Obviously. It's an announcement soon after the launch. We thought it'd be great...

Would it make sense to have shared definitions that translations can draw on? Fixed tests. Random input/output pair generation.

If you'd like to generate some code, you can already do that on Codewars. It's much more flexible than creating a general generator. Just write some code that outputs code in another language. Copy the code from the output. You'll obviously need to tweak for each kata, but you should anyway.

kazk commented 3 years ago

Closing because this won't happen.

kazk commented 3 years ago

From Codewars:

The minimal implementation would be to add another input box in the kata editor where a test generator program can be defined, to be called on by all language translations so that they can share the business logic of the kata.

@namedots Can you elaborate? Maybe some examples will help. Can you show me what "test generator program" looks like? How can it be called by or call all language translations?

Are you thinking of something like the following?

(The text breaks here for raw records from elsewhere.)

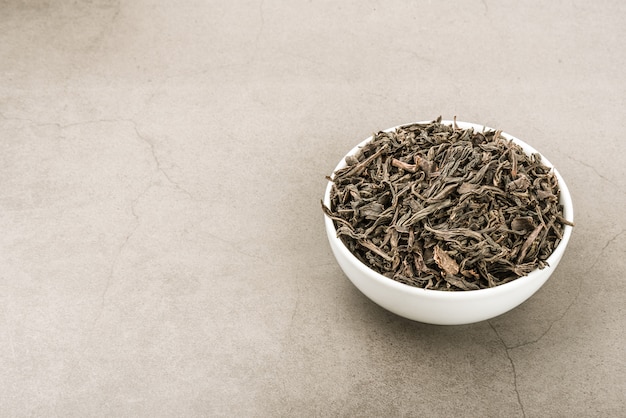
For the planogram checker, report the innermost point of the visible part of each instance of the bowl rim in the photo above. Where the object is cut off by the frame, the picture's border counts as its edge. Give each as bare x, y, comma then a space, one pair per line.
565, 200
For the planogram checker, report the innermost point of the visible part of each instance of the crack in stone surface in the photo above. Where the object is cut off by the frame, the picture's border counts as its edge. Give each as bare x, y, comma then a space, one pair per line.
509, 348
602, 176
514, 371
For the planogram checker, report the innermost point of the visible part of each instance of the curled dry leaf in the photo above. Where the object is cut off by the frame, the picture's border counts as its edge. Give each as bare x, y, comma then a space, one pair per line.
440, 207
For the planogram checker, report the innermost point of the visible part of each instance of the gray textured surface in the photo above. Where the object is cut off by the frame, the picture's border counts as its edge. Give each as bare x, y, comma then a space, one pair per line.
162, 249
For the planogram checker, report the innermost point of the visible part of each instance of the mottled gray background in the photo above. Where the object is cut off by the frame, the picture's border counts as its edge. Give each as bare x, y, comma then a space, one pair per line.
162, 250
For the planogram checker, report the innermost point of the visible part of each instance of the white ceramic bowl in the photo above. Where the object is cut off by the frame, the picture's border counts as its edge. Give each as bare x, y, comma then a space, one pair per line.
447, 307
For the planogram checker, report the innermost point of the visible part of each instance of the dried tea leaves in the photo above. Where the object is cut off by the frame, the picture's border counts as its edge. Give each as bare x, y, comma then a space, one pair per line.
439, 207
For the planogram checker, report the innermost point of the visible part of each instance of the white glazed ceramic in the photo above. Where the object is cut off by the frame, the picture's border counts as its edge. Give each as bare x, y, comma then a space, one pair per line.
447, 307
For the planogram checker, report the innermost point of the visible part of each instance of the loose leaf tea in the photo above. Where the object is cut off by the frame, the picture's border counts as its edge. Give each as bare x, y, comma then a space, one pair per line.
439, 207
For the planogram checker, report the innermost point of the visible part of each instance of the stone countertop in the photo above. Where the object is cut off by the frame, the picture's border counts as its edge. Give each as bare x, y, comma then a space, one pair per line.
163, 250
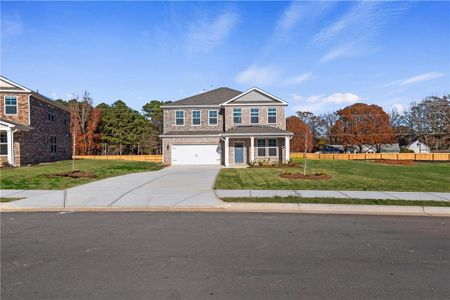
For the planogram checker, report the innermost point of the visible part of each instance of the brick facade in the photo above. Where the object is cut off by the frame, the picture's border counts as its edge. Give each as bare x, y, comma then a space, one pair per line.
33, 146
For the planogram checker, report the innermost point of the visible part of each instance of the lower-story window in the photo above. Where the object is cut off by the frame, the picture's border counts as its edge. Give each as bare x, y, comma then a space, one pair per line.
3, 143
53, 147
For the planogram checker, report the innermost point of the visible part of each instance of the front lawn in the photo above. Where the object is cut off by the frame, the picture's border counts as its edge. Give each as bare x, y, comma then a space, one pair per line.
337, 201
37, 177
345, 175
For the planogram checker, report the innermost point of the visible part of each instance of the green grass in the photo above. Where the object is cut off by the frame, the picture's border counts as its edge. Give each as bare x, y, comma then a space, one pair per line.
36, 177
337, 201
8, 199
346, 175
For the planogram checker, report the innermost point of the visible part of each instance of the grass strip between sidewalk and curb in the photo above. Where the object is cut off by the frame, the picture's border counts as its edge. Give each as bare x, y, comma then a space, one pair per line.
291, 199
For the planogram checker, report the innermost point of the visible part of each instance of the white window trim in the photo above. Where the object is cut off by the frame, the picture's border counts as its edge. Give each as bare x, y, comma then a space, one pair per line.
192, 117
276, 116
4, 105
217, 124
251, 115
240, 115
184, 117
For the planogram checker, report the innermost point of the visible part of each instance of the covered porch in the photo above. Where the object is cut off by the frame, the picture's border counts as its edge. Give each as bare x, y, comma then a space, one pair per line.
252, 147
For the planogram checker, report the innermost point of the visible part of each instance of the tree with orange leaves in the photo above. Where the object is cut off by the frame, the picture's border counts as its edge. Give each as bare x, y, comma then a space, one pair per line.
300, 130
84, 123
362, 124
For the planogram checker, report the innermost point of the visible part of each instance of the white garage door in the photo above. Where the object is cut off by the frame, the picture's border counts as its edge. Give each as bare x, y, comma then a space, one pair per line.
195, 155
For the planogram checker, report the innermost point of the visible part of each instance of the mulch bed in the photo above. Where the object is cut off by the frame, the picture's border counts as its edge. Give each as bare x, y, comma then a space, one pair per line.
74, 174
302, 176
394, 162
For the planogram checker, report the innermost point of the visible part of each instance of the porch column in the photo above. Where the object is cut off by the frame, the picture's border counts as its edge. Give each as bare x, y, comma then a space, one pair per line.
287, 148
227, 152
10, 140
252, 149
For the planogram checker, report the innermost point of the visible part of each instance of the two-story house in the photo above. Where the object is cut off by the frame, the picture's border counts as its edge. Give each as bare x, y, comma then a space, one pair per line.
33, 128
225, 126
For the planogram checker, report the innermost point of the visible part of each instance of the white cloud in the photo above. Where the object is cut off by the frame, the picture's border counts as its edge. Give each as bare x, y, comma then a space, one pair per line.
321, 103
259, 75
343, 51
204, 35
420, 78
297, 79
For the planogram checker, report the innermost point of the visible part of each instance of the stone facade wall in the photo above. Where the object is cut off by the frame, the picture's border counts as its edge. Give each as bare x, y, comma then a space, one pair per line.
167, 142
263, 119
35, 144
169, 120
22, 108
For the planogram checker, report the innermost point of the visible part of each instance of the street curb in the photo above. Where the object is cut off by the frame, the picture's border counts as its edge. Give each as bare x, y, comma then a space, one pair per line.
305, 208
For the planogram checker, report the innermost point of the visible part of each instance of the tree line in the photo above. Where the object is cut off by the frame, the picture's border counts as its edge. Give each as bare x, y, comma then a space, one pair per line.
114, 128
360, 125
118, 129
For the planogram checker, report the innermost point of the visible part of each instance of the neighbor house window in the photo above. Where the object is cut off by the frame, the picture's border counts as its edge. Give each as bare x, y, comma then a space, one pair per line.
10, 105
213, 117
196, 117
272, 115
179, 117
254, 115
51, 113
261, 147
272, 147
53, 144
3, 143
237, 116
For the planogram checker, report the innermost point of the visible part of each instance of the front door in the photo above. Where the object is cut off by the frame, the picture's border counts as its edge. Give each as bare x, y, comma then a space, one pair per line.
239, 153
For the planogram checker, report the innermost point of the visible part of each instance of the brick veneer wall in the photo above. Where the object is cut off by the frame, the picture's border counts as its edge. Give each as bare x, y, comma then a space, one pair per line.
22, 108
34, 145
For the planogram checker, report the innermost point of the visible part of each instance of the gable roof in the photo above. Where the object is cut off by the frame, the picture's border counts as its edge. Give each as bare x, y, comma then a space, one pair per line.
9, 86
271, 98
214, 98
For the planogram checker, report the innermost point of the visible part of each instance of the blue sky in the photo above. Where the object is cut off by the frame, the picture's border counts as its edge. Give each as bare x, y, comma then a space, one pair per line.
318, 56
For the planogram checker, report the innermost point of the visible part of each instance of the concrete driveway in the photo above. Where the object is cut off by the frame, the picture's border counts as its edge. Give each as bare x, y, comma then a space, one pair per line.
181, 186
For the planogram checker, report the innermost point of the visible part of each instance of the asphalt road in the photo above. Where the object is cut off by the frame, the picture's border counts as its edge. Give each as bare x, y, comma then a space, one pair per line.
147, 255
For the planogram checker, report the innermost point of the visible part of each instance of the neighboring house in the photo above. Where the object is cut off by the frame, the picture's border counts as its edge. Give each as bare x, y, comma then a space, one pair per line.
33, 128
419, 147
385, 148
225, 126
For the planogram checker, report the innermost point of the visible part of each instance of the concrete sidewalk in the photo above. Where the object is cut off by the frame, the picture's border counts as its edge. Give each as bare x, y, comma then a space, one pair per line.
417, 196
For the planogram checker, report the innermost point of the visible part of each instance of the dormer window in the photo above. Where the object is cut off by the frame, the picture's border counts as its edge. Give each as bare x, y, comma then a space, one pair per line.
179, 117
196, 118
254, 116
10, 105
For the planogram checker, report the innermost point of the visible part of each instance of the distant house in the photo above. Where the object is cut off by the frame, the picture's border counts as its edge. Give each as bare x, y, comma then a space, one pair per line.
33, 128
419, 147
385, 148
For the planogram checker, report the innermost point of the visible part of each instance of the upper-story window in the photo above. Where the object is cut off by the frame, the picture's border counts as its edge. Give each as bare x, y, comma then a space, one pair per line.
237, 116
213, 117
51, 113
196, 117
254, 115
53, 146
179, 117
272, 115
10, 105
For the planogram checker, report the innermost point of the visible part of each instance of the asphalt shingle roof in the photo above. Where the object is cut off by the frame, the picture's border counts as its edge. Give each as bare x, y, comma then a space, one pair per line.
213, 97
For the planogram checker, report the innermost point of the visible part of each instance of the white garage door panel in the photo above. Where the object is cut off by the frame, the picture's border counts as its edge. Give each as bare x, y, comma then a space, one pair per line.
195, 155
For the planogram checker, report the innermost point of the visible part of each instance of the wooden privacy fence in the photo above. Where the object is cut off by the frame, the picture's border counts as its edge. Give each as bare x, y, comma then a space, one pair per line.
368, 156
149, 158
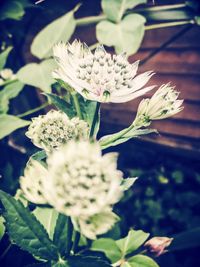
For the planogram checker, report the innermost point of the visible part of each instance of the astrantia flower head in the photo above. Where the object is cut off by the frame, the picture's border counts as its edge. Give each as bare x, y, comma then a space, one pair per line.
55, 129
99, 76
32, 182
81, 181
161, 105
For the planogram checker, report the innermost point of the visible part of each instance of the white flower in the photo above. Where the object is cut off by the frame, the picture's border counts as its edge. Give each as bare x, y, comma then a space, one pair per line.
81, 181
99, 76
6, 74
97, 224
161, 105
32, 182
55, 129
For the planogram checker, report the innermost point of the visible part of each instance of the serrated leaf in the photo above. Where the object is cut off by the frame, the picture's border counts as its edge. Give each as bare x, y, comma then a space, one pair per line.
115, 9
8, 92
47, 217
25, 230
109, 247
4, 56
62, 105
125, 36
9, 124
38, 75
63, 234
142, 261
82, 261
132, 242
59, 30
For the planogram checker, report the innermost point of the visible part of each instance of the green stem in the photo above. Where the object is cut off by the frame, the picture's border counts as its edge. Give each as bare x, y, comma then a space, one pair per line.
90, 20
168, 24
77, 106
95, 118
69, 236
76, 242
33, 110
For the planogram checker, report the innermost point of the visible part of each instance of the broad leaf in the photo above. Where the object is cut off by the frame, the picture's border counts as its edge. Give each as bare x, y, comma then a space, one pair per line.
9, 124
47, 217
59, 30
109, 247
25, 230
3, 57
142, 261
115, 9
62, 105
2, 227
125, 36
82, 261
38, 75
132, 242
8, 92
63, 234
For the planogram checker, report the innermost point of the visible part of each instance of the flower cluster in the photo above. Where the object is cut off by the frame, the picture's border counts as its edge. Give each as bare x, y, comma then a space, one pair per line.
161, 105
79, 182
99, 76
54, 129
6, 74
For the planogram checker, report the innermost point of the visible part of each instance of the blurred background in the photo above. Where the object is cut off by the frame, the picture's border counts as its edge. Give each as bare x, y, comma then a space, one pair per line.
165, 200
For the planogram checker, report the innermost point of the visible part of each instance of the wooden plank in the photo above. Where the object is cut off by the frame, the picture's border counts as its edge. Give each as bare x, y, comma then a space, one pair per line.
191, 111
180, 61
168, 126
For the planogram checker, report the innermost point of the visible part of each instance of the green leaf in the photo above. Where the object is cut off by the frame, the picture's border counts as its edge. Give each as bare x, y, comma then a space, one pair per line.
125, 36
83, 261
2, 227
63, 234
115, 9
186, 240
8, 92
9, 124
12, 10
142, 261
132, 242
123, 136
107, 246
25, 230
38, 75
4, 56
63, 105
91, 113
47, 217
59, 30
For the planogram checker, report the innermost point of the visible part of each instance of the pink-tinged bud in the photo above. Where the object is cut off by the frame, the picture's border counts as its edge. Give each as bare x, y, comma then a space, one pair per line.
158, 245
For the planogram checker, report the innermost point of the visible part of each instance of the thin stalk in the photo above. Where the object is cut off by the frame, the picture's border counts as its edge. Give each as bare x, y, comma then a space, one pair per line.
95, 118
5, 251
76, 242
90, 20
77, 106
168, 24
161, 7
33, 110
69, 236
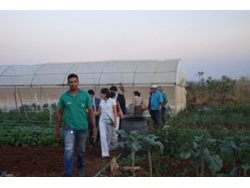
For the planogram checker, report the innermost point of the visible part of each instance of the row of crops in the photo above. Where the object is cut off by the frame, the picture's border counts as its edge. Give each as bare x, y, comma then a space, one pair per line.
211, 141
207, 141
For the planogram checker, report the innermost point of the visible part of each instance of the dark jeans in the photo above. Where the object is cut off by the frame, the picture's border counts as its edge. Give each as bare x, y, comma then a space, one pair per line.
163, 116
155, 115
71, 136
90, 131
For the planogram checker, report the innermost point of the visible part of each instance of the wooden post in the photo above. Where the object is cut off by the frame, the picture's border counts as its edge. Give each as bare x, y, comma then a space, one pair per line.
22, 103
14, 93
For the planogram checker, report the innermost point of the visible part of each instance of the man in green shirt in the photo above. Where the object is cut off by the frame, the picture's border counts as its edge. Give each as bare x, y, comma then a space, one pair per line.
72, 108
163, 106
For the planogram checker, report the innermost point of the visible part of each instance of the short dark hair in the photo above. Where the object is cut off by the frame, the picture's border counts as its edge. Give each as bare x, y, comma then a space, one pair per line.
137, 93
113, 88
111, 94
72, 76
105, 91
91, 92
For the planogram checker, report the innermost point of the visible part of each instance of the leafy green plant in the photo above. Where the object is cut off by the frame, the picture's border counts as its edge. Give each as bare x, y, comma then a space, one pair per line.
132, 142
136, 141
200, 151
150, 141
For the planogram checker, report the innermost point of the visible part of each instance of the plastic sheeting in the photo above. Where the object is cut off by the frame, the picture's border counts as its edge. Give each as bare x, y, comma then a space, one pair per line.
127, 72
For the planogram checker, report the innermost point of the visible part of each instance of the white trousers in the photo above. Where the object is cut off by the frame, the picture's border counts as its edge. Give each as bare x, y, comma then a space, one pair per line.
107, 136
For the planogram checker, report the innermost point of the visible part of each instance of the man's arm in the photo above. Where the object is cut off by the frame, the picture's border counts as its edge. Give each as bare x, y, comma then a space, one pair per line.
58, 123
93, 123
123, 103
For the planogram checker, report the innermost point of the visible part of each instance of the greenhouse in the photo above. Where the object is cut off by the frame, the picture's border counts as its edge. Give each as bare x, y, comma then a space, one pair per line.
43, 83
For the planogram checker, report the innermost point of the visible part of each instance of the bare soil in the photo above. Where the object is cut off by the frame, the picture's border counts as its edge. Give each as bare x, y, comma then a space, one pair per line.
46, 161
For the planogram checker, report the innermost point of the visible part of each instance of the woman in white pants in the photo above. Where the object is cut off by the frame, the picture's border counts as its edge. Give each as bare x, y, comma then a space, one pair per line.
107, 121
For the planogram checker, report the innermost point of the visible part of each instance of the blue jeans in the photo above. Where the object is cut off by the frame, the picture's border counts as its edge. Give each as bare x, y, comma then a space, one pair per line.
71, 136
155, 115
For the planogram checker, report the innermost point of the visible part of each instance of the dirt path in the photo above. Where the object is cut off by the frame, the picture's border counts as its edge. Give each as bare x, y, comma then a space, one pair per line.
45, 161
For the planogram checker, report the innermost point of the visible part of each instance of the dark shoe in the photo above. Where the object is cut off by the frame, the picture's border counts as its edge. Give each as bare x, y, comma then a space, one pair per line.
81, 174
67, 175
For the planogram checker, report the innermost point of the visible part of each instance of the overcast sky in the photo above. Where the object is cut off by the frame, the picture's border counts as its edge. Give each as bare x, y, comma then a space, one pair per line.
216, 42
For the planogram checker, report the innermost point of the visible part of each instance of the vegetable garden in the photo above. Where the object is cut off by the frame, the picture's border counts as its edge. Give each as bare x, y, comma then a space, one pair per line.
208, 139
204, 141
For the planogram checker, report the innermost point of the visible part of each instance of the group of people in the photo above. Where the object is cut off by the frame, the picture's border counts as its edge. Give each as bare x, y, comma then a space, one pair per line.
81, 113
157, 105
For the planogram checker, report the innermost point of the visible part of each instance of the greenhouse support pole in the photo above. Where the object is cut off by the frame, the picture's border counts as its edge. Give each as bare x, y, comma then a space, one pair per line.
50, 110
20, 97
14, 93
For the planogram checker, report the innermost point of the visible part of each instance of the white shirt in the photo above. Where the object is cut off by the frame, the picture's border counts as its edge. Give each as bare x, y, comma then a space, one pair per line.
107, 110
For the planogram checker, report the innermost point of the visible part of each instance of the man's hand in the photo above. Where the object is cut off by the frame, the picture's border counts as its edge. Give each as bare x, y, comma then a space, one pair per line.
94, 135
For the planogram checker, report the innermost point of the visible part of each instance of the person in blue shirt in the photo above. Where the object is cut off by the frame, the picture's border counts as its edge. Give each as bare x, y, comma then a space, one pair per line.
156, 101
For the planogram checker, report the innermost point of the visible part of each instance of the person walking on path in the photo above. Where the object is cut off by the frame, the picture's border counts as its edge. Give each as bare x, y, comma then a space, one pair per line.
137, 103
96, 103
155, 106
163, 111
72, 107
107, 123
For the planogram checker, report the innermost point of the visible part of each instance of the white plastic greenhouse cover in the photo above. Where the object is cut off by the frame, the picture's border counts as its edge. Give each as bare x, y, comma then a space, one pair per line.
127, 72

  1. Define serializable test cases (input and output)
  2. Write a test program that can test any language based on this.
  3. Profit!

A test program that can test any language is definitely not easy.

If we decide to do this, we'll most likely use stdin/stdout to communicate with the solution. Each language requires an adapter main that takes serialized input from stdin, call the solution with deserialized input, and serialize the output to stdout. The test program can then compare it against the serialized expected output. This is similar to what HackerRank and LeetCode are doing as far as I know.

Some problems:

  1. De/serialization part is tricky to make it idiomatic for all language for every kata. This depends on the problem and the language.
  2. Only serializable input and output can be tested.
  3. Test failure message will be cryptic for non-scalar outputs. Test only knows about the serialized version.
  4. Logs from solutions are gone because the adapter communicates with the test through stdout.
  5. What language should the test program be written in? Each language environments are separate (e.g., container image for JavaScript doesn't have Rust installed).
  6. Takes much longer to test. De/serialization and having multiple executables (assuming the rest of the tests are unit tests which doesn't make sense to me by the way).

I think THAT ^ part is easy. I think there's very little excuse to duplicate it or to have differences in it.

It's not excuses, but trade-offs.

Generating scaffolding based on schema is the difficult and problematic part, but it's a separate problem. This is where the language differences come in, aside from adjusting test size for performance reasons.

Not a separate problem at all.

If this is not universally useful or if the authors don't like this, it'll just create another inconsistency within Codewars. I'm also against introducing yet another feature that's not well-supported. For example, I wish Codewars didn't have avatars or clans until it could be properly implemented. I can imagine this feature causing more complaints and I don't think it's worth maintaining. As I wrote before, you can already generate repetitive setup.


I feel like we just disagree fundamentally. I'd encourage differences between languages as long as the tests are covering the same domain.

A language that doesn't affect the way you think about programming, is not worth knowing. -- Alan Perlis

I'm not as extreme, but I want Codewars to be a platform where you can easily play with different languages and learn different ways to think about the same problem.